Email users all over the world are being swamped by unsolicited commercial email (“spam”). Even the world’s richest person has not been spared:
“Like almost everyone who uses email, I receive a ton of spam every day. …But spam is worse than irritating. It is a drain on business productivity, an increasingly costly waste of time and resources that clogs corporate networks and distracts workers.” —Bill Gates [2]

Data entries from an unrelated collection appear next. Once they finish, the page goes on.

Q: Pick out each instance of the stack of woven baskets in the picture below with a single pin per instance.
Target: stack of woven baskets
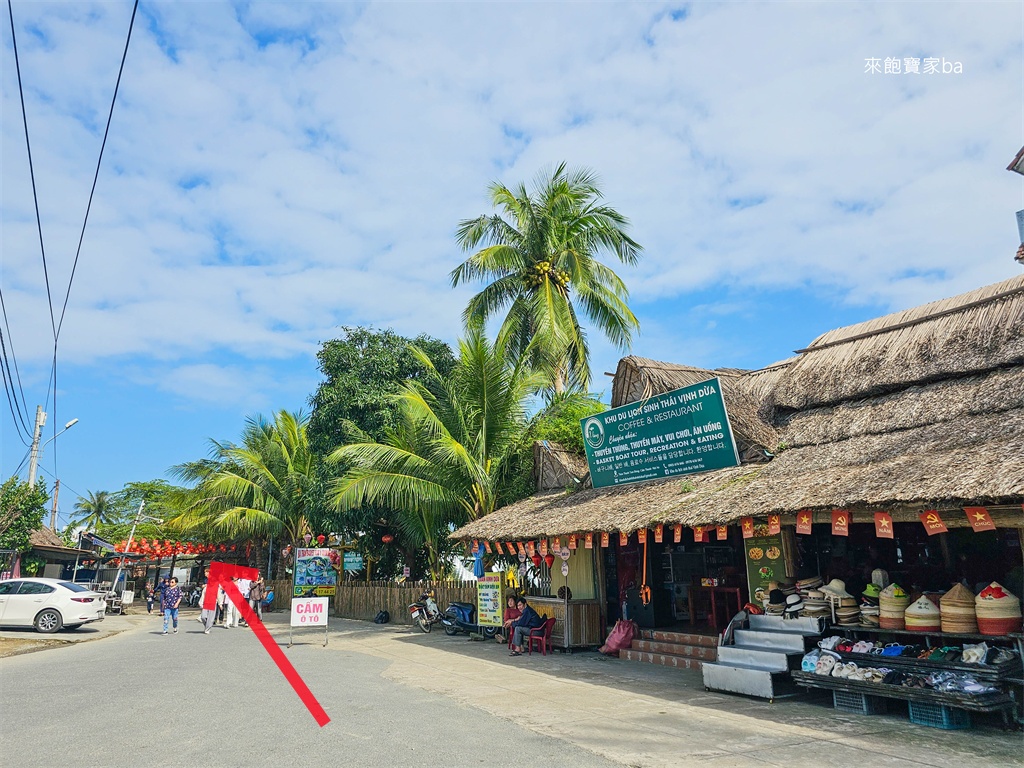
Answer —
(923, 615)
(892, 606)
(958, 613)
(998, 610)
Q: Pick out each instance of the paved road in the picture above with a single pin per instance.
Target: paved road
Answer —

Policymakers, Internet service providers, software vendors, and scholars are struggling to devise technological, regulatory, and social solutions [6]. However, a major obstacle for policymakers is that scientific research into the spam industry has been very limited. Even the most basic question—whether spam is sent randomly or targeted—remains open. U.S. Federal Trade Commission Chairman Timothy Muris [7] has asserted:
“Unlike phone calls or mail solicitations, sending additional spam is essentially costless. …Because email technology allows spammers to shift the costs almost entirely to third parties, there is no incentive for the spammers to reduce the volume. …At our Spam Forum, a bulk emailer testified that he could profit even if his response rate was less than 0.0001%.”

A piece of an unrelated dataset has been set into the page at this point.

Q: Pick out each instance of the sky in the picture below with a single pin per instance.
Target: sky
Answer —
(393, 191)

If spam is essentially costless to send, spammers should broadcast solicitations repeatedly to all available email addresses. As Bill Gates remarked:
“Knowing that only a small percentage of their output will get past today’s filters, spammers have responded by significantly cranking up the volume of emails they send” [3].

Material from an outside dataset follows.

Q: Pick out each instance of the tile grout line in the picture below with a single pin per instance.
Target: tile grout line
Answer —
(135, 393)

We conducted a field experiment to learn more about spam. Our first objective was to confirm whether spam is randomly distributed or targeted. If spam is not randomly broadcast, what factors determine the rate of spam? It is already well known that email addresses posted on Web sites or in newsgroups, [1, 9] as well as those that do not opt out of receiving marketing communications [5], attract relatively more spam. Accordingly, Internet users have been advised to disguise or conceal their email addresses to avoid them being harvested by spammers, and to opt out of receiving communications. Our second objective was to investigate what other factors influence the distribution of spam.
We found that spam was highest among Hotmail accounts, followed in decreasing order by Lycos, Excite, and Yahoo! accounts.
To jumpstart our experiment, we established email accounts at various Web-based email services for fictitious persons with various demographic characteristics (declared interest in particular products, age, and nationality). Over a period of 33 weeks, we monitored the resulting spam and analyzed the spam according to the personal characteristics.
Persons who declared interest in particular products received more spam than those who did not; those aged 30 received more spam than those aged 15; and U.S. residents received more spam than Singapore residents. Spam rates, however, did not differ across email accounts that were associated with men versus women. All of these findings support the hypothesis that spam is targeted at segments that are relatively more likely to make online purchases.1
Among the other factors that influenced spam rates, we found that spam was highest among Hotmail accounts, followed in decreasing order by Lycos, Excite, and Yahoo! accounts. Indeed, the identity of the email provider was the most important determinant of the spam rate. Consistent with previous studies, we also found that email addresses exposed through Web pages received more spam.
Our experimental procedure involved proceeding from the basis of several hypotheses, detailed as follows:
Hypothesis #1. Spam rates would be higher for persons with declared interest in some product or service than for those with no declared interest. The objective of spam is to promote sales. Hence, if spammers target their email messages, they should target the consumer segments more likely to purchase the item being promoted. However, if spam is randomly distributed, then consumers who are more likely to make online purchases should not receive any more spam than others.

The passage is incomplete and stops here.